Donald Kerwin, executive director of the Center for Migration Studies in New York, said it’s appropriate for the governor to visit El Salvador given California’s demographics and progressive leanings.
“California has taken a different approach to all of its residents—which includes Salvadorans, who have come from there and have family there—than the federal government has,” he said. “You have to address root causes which are the conditions which are driving this and you also have to create some opportunities for really desperate people to migrate legally.”
Rosa Hernandez, 54, waited outside the church while Newsom was inside. She and her granddaughter had been in side the cathedral but where ushered out when it was cleared for the governor’s visit.
She said she doesn’t have enough money to try to go to the United States but she said she’s known many people who have left because they can’t find work and because of the violence.
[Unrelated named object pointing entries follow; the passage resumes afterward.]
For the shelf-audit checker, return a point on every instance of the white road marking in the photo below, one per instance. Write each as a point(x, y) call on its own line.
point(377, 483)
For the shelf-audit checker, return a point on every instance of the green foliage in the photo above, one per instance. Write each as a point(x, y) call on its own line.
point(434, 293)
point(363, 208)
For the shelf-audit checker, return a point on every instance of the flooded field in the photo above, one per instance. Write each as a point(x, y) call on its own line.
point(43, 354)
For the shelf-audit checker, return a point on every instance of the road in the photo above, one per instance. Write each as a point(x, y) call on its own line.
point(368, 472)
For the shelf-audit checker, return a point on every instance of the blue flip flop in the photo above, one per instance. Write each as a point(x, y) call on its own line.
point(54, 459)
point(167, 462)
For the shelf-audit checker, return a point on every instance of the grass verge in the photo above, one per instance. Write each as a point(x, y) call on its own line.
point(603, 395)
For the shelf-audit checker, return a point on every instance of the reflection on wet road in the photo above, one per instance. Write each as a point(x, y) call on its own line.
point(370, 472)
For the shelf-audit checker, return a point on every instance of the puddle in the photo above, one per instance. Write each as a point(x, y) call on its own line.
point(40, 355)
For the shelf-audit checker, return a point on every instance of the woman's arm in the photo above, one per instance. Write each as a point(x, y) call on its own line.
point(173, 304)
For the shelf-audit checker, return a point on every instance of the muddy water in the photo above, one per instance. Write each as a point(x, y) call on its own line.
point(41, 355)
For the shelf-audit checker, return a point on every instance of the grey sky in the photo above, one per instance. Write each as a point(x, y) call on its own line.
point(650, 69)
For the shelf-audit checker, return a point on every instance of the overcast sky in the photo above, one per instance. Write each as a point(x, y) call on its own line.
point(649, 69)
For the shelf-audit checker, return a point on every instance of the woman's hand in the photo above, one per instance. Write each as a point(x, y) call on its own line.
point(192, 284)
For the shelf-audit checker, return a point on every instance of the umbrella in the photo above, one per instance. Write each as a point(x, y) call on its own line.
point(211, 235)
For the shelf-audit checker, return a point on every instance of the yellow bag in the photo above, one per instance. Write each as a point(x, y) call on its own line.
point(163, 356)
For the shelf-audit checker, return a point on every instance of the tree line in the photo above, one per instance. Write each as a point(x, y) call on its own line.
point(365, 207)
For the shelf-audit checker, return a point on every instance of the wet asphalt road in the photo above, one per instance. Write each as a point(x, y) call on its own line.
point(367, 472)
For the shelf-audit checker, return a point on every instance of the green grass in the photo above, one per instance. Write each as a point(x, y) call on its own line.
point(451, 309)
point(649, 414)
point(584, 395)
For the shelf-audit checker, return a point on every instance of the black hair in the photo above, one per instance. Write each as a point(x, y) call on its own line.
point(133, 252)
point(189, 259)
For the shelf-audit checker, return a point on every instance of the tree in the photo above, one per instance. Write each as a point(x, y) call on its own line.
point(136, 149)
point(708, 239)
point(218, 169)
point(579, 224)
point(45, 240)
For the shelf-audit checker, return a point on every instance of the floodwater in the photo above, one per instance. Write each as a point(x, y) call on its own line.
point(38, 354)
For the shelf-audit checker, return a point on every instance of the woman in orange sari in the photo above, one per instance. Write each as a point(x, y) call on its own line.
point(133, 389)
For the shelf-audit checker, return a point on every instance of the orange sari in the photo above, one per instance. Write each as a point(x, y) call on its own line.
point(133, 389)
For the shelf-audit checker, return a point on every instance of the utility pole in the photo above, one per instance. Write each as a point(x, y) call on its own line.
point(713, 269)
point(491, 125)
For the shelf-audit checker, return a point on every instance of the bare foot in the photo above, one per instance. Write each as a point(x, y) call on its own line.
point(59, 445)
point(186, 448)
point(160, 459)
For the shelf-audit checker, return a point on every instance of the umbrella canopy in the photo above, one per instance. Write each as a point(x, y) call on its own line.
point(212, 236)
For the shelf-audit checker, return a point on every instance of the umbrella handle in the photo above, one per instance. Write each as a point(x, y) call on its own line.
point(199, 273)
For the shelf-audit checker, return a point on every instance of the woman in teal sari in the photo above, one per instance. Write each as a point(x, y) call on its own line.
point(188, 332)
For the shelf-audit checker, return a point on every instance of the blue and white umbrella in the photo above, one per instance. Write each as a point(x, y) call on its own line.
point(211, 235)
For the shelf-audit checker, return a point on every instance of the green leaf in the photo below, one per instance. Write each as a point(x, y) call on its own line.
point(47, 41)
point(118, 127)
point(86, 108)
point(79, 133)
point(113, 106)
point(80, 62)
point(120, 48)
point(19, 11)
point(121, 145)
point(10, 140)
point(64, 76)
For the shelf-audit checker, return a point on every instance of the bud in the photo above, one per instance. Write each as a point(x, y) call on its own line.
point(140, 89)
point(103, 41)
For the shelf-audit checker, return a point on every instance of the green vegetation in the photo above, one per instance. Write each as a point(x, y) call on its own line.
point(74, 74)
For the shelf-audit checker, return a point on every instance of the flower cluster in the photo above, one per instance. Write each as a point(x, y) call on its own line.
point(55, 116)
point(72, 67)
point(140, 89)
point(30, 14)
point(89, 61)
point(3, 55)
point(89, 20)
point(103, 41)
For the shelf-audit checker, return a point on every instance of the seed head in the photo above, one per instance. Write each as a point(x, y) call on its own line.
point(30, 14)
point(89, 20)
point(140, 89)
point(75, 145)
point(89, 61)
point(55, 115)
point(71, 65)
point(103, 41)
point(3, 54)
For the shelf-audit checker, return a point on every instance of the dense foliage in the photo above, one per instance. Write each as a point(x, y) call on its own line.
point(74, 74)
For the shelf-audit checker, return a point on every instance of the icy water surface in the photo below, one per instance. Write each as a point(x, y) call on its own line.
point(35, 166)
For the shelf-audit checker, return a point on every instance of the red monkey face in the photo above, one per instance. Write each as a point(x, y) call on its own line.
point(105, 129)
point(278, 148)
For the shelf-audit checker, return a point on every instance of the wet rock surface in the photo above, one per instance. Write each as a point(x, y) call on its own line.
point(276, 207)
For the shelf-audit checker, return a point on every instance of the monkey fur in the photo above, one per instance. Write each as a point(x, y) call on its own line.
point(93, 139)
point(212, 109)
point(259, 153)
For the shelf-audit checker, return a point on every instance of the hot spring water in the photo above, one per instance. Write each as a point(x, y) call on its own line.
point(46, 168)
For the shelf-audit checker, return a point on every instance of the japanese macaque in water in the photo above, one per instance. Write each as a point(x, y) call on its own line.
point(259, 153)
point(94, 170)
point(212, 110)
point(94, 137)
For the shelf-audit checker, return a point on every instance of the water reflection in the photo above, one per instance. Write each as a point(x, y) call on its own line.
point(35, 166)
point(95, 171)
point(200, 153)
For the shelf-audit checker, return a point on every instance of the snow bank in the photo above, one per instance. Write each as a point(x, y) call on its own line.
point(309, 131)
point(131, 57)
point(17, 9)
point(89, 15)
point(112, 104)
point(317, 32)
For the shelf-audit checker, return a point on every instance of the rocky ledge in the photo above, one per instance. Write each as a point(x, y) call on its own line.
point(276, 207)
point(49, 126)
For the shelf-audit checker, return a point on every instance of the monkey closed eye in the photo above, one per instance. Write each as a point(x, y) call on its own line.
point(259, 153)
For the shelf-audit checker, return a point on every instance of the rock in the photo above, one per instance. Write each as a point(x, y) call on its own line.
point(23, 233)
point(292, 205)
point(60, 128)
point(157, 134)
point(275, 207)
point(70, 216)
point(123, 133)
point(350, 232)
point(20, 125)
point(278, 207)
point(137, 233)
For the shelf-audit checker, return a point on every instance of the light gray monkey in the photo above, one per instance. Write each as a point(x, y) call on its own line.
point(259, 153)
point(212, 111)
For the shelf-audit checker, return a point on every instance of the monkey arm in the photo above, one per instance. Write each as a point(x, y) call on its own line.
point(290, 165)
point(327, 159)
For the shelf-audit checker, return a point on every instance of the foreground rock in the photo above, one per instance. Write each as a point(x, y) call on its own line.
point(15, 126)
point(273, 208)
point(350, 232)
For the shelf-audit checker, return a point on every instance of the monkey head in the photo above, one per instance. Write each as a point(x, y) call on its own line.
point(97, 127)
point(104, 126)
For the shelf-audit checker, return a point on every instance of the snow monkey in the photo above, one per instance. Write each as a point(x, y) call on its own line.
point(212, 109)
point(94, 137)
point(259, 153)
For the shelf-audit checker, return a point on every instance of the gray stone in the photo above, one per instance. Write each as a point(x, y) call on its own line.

All six of her children are grown now, but she still worries.
“When they go out you don’t know if they are going to come back, if they are going to live or die, but I have to trust in God,” she said. “The only thing that anyone can do to help is to help improve security here, because nobody does anything about it.”
Inside, below the main church Newsom, took his time writing in a guest book beside the ornate tomb.
He said he wrote: “I never thought I’d be kneeling in front of Saint Romero as governor of California trying to express my appreciation, which is what I phrased of the privilege of being here and trying to modestly live out some of the values that Saint Romero practiced.”